Lehmann Clara, Däumer Martin, Boussaad Ibrahim, Sing Tobias, Beerenwinkel Niko, Lengauer Thomas, Schmeisser Norbert, Wyen Christoph, Fätkenheuer Gerd, Kaiser Rolf
Department of Internal Medicine, University of Cologne, Germany.
J Clin Virol. 2006 Dec;37(4):300-4. doi: 10.1016/j.jcv.2006.08.008. Epub 2006 Sep 26.
Disease progression in HIV infection has been associated with switch of viral coreceptor usage from CCR5 to CXCR4.

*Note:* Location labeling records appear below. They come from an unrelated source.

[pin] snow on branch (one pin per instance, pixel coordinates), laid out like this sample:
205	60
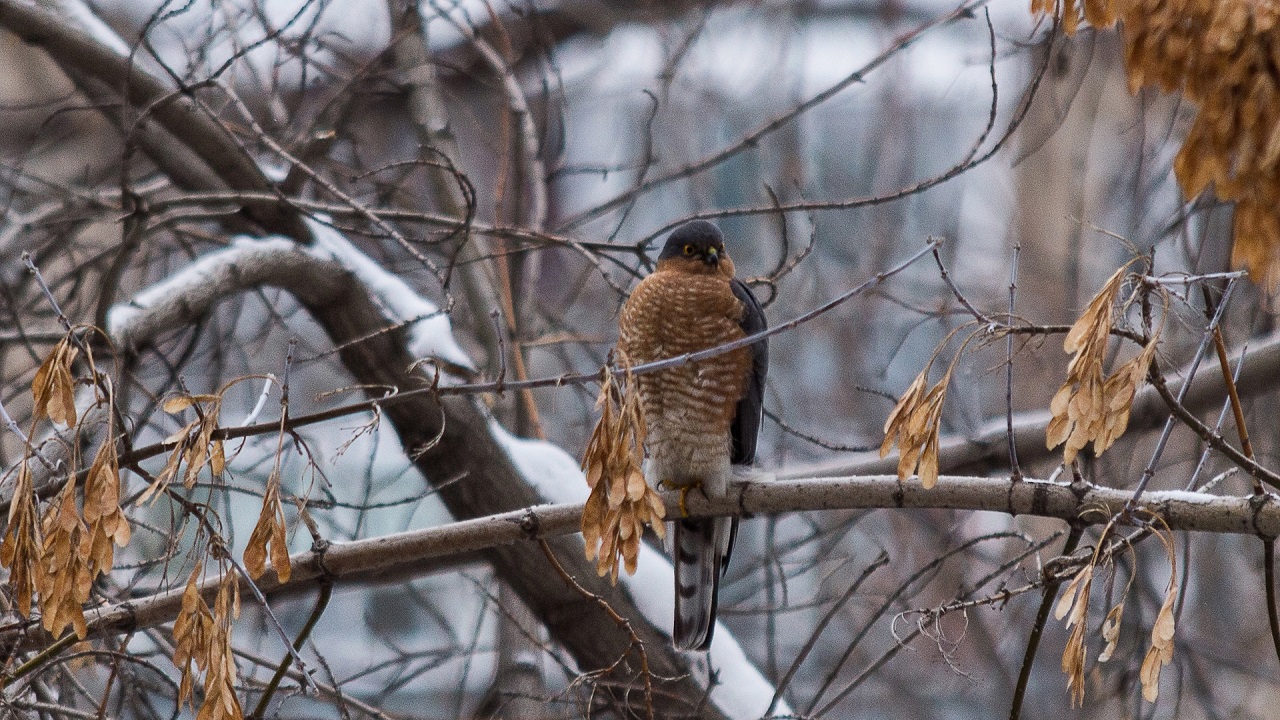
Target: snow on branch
741	691
403	552
321	274
318	273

To investigate the relationship between HIV-coreceptor tropism and clinical and virological outcome in 40 heavily pretreated patients over time.
Coreceptor phenotype was predicted after sequencing the V3 loop of the HIV glycoprotein 120.

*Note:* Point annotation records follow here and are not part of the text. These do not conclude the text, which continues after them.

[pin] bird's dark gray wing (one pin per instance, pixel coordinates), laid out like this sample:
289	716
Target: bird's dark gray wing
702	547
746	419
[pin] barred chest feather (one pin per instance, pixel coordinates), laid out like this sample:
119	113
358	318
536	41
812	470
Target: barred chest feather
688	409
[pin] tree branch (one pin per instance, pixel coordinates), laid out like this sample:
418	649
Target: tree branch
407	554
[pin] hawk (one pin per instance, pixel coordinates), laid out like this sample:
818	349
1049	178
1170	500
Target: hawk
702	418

Coreceptor use was stable during observation time in 87% of patients, and CCR5 tropism was predominant. Viral mutations in the pol gene and clinical parameters were not predictive for coreceptor switching.

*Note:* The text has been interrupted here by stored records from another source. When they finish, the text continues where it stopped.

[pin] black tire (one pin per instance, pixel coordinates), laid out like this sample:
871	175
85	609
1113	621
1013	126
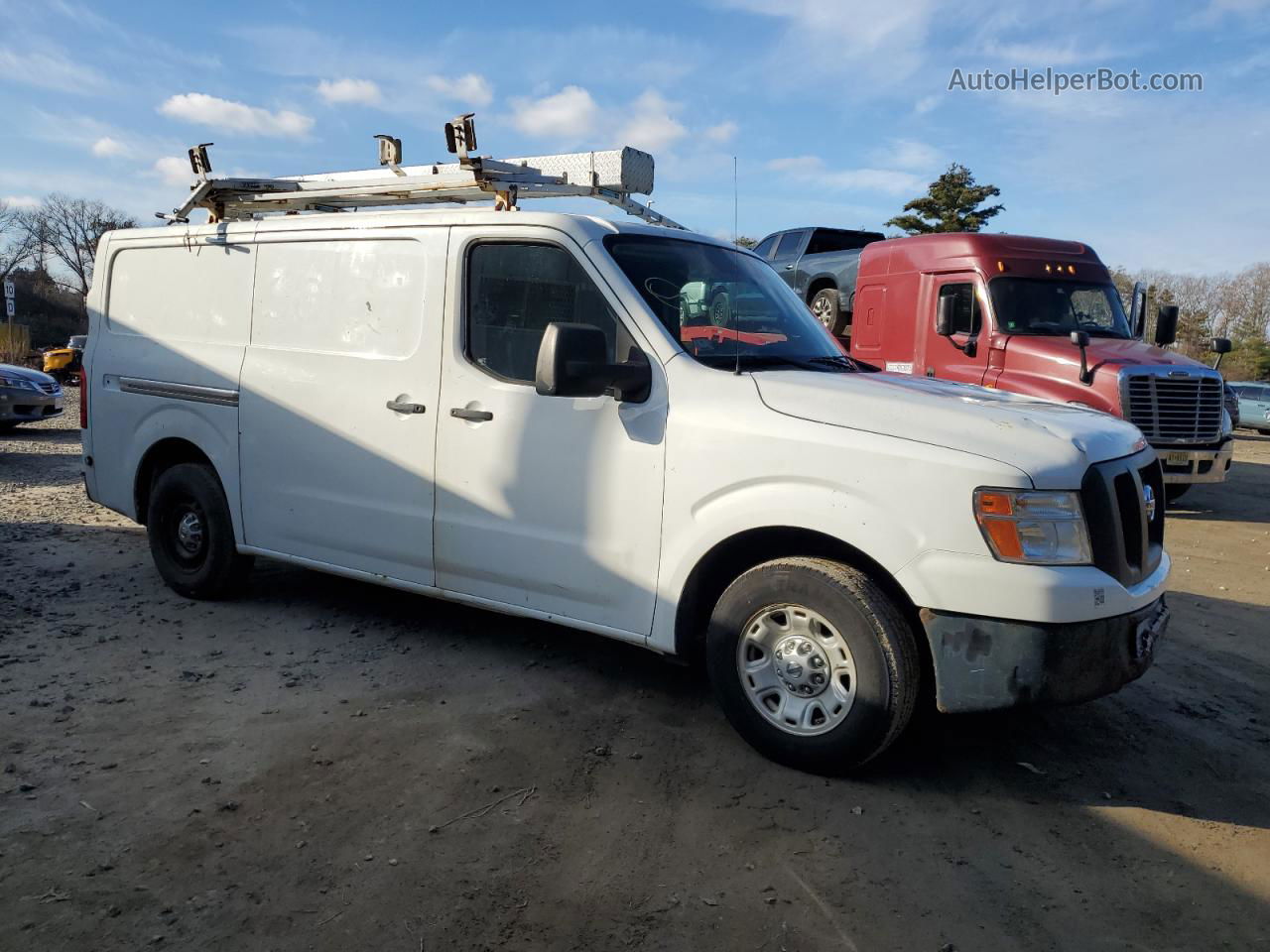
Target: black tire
213	567
880	640
825	304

Even in patients with repeated HAART failure, CCR5 antagonists might be a valuable treatment option.
HIV感染的疾病进展与病毒共受体使用从CCR5向CXCR4的转变有关。
随着时间推移,调查40例接受过大量治疗的患者中HIV共受体嗜性与临床和病毒学结果之间的关系。
对HIV糖蛋白120的V3环进行测序后预测共受体表型。
87%的患者在观察期内共受体使用稳定,且CCR5嗜性占主导。pol基因中的病毒突变和临床参数不能预测共受体转换。
即使在多次HAART失败的患者中,CCR5拮抗剂可能也是一种有价值的治疗选择。